Sample: Quarterly newsletter of a publishing house, my Spanish translation

En el correo de hoy vino un sobre de la escuela secundaria, lleno de recordatorios sobre la próxima graduación de mi hijo. Hago un poco de orden, tomando notas en el calendario y rodeando los detalles a recordar, y luego tiro la mayoría en la papelera de reciclaje.

Es una tarea común, sencilla, pero me encuentro luchando contra las lágrimas. Estoy a la vez llena de orgullo de la persona en la que mi hijo se ha convertido, mientras que al mismo tiempo aplastada por una sensación de pérdida.

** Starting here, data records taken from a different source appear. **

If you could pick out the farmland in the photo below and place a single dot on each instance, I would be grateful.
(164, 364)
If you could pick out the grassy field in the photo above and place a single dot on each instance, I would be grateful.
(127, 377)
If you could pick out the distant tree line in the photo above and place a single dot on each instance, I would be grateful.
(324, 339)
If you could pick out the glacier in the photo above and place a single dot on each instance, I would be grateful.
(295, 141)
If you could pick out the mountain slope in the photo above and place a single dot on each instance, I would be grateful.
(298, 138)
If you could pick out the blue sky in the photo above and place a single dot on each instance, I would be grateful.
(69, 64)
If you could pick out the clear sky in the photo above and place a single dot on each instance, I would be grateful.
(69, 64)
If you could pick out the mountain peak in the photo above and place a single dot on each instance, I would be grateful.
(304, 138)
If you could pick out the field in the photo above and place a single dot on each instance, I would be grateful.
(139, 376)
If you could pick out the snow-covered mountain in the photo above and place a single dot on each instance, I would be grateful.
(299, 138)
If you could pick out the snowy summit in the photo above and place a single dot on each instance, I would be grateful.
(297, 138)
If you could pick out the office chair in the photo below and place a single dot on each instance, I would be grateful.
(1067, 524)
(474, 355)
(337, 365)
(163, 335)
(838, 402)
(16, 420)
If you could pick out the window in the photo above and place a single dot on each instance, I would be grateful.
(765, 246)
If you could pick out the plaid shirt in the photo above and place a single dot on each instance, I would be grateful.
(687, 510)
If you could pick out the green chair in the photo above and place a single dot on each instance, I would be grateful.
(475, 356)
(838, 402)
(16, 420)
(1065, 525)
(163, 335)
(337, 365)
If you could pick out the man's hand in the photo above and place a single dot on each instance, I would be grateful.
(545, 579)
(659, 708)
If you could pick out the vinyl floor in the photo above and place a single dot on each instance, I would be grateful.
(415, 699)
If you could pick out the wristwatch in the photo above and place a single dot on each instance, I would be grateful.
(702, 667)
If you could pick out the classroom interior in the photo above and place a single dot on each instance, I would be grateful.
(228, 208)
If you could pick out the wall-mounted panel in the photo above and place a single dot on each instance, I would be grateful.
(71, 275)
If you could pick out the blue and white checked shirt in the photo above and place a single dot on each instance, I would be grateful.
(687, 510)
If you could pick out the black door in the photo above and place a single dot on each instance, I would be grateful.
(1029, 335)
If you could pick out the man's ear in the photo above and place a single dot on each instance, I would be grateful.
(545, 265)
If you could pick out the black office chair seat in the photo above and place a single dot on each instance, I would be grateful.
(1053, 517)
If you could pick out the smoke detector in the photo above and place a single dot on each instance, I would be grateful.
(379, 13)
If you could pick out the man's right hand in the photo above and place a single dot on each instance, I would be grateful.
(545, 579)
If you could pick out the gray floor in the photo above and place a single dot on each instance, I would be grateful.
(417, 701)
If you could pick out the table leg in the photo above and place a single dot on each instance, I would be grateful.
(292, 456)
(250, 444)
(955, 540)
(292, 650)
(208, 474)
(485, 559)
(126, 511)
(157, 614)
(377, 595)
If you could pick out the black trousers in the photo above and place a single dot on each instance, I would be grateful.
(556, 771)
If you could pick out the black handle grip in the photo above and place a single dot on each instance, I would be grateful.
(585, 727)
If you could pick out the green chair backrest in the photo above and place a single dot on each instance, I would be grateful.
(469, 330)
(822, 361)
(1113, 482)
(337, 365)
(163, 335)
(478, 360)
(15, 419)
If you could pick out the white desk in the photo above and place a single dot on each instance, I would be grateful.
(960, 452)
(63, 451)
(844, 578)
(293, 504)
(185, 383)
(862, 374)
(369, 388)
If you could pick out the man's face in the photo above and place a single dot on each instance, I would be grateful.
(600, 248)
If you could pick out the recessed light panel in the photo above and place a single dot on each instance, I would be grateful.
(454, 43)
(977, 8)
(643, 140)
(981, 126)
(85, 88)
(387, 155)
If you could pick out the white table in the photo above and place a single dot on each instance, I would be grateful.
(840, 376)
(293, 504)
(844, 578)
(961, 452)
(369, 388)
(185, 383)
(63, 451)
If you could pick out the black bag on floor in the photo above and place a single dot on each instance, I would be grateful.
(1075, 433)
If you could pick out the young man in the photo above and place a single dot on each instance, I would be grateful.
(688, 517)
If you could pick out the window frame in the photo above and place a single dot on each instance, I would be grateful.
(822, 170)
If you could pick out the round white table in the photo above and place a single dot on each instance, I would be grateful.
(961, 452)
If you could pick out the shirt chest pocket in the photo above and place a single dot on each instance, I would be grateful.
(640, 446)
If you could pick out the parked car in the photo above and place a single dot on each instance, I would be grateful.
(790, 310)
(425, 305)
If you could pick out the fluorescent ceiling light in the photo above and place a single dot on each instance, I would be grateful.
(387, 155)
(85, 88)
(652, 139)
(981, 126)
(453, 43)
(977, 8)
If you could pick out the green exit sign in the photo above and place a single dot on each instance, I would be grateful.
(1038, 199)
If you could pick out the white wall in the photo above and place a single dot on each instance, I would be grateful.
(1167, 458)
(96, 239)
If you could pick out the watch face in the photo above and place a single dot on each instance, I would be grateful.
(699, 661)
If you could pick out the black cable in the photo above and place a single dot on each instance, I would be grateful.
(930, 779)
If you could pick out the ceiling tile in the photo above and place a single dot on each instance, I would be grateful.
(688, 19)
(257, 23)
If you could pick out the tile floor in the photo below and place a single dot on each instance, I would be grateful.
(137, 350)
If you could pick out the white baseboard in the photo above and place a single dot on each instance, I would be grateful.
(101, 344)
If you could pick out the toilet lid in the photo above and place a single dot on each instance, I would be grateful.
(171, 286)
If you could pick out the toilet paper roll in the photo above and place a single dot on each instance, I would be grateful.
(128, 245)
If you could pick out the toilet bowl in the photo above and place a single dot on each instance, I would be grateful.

Él y yo estamos llegando al final de un capítulo en la vida del otro. Pronto comenzará a acumular una nueva red de amigos y experiencias, que no tienen nada que ver con su padre, sus hermanos, ni yo.

Cuando nuestros hijos son pequeños, podemos engañarnos haciéndonos creer que tenemos el control sobre sus vidas. Los dirigimos como un director de orquesta, dándoles vitaminas, pidiéndoles que digan “por favor” y “gracias”, siguiendo sus calificaciones, escuchando los informes diarios sobre las minucias de sus vidas.

Pero llega un momento, en el borde de la edad adulta, si esto no ha ocurrido antes, en que hay que renunciar a la idea de que tenemos el control. La verdad es que nuestra crianza tanto excitante como angustiosa no fue en última instancia lo que los mantuvo a salvo o los convirtió en los jóvenes que son. Sus vidas han estado en las manos de Dios en todo momento. Y todavía lo están.

Con esta nueva claridad, vuelvo a la oración, ofreciendo mis mejores esperanzas y miedos más profundos a un Dios de amor. Le pido a Dios que termine el trabajo que inició en mi hijo, el trabajo celebrado en el Bautismo, en la Confirmación, y cada vez que recibimos la Eucaristía juntos. Pronuncio una oración tan simple como la de un niño: “Dios, por favor guárdalo a salvo. Hacer que tu rostro brille sobre él. Dale la paz”.